Liang Xiaole expliqua donc brièvement à Xiaoyu Qilin la situation conjugale de Liang Yanqiu et Jie Lijun, ses propres projets et tout ce qui s'était passé dans le bosquet ce soir-là.
« Et toi, le bosquet est si petit ! Tu as même fait une clairière. Pas étonnant qu'il soit exposé ! » taquina Little Jade Qilin à Liang Xiaole.
« Arrêtez de vous moquer de moi, je regrette tellement. Préparons d'abord le corps de cette femme enceinte pour le traitement. »
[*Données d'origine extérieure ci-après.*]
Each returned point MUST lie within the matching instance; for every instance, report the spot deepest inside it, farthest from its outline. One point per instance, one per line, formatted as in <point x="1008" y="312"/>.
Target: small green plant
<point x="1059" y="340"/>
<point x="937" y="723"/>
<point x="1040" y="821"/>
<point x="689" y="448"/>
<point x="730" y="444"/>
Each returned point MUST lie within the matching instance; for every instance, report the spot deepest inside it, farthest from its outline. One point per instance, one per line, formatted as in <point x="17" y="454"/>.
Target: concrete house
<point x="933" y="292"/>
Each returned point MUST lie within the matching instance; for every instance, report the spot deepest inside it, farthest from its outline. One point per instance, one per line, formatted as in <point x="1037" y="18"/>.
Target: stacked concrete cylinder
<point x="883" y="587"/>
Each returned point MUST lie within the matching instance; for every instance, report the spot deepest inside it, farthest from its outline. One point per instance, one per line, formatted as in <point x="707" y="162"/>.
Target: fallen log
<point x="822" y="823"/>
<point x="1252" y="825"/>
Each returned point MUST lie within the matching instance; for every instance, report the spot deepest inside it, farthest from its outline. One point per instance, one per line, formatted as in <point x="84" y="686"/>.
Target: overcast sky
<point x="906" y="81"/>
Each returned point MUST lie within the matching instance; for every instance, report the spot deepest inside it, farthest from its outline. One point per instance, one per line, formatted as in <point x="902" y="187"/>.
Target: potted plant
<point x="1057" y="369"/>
« Je ne comprends pas. C'est clairement la belle-fille du coupable, alors pourquoi l'aidez-vous ? »
« Tu te trompes, Petite Jade Qilin », dit Liang Xiaole sincèrement. « En réalité, c’est moi qui ai causé l’accident. J’ai créé cet espace vide. Ils ont tous souffert à cause de moi. Je ne veux blesser personne à cause de ça. »
« Heh. Quel sens de la justice ! » gloussa la petite Qilin de Jade. « Bon, puisque tu es si disposée à prendre tes responsabilités, je vais t'aider. Cependant, je n'ai jamais aidé une femme enceinte auparavant. »
« Il existe un dicton populaire qui dit que les qilins apportent des enfants, et les gens vous vénèrent comme des divinités gardiennes de la fertilité. » Liang Xiaole jeta un coup d'œil en coin au petit qilin de jade.
« Heh, heh, deux choses différentes, deux choses différentes ! Laissons le petit dieu essayer. Ça devrait aller, non ? »
"Voilà qui est mieux."
Ces derniers temps, chaque fois que l'humaine et la bête se rencontrent, il manque quelque chose si elles n'échangent pas quelques plaisanteries. Bien sûr, la petite licorne de jade craint que Liang Xiaole ne se sente seule dans cette dimension parallèle, alors elle essaie parfois de lui remonter le moral.
Liang Xiaole s'est envolée vers la maison de Liang Longheng dans sa « bulle » et s'est rendue directement dans la pièce où était collé le caractère « 囍 ».
L'épouse de Liang Dekui était allongée sur le kang (un lit de briques chauffé), ruisselante de sueur. Parfois, ses sourcils se fronçaient profondément, et parfois elle se mordait la lèvre inférieure, comme si elle endurait une douleur atroce.
Liang Dekui s'assit à côté d'elle, lui tenant une main, observant son expression.
« Maman, ça fait presque une heure que je prends le médicament pour prévenir une fausse couche. Pourquoi ça ne marche pas ? » cria Liang De Kui dans la pièce est en voyant sa femme froncer les sourcils à nouveau.
« Pourquoi cette précipitation ? L'effet du médicament n'est peut-être pas encore terminé ? » demanda la voix impatiente de Liang Kangshi depuis la pièce est.
«
Tu as entendu ça
? Elle a déjà pris les médicaments pour éviter une fausse couche. Continue comme ça et fais-la soigner. Ils n’envisageront rien d’autre
», insista Liang Xiaole auprès de Xiaoyu Qilin.
« Même les autres belles-mères ne sont pas pressées, alors pourquoi l'es-tu ? Il sera le petit-fils de quelqu'un d'autre aussi ! Franchement. » La petite Jade Qilin restait indifférente dans sa « bulle », comme si cela ne la regardait pas.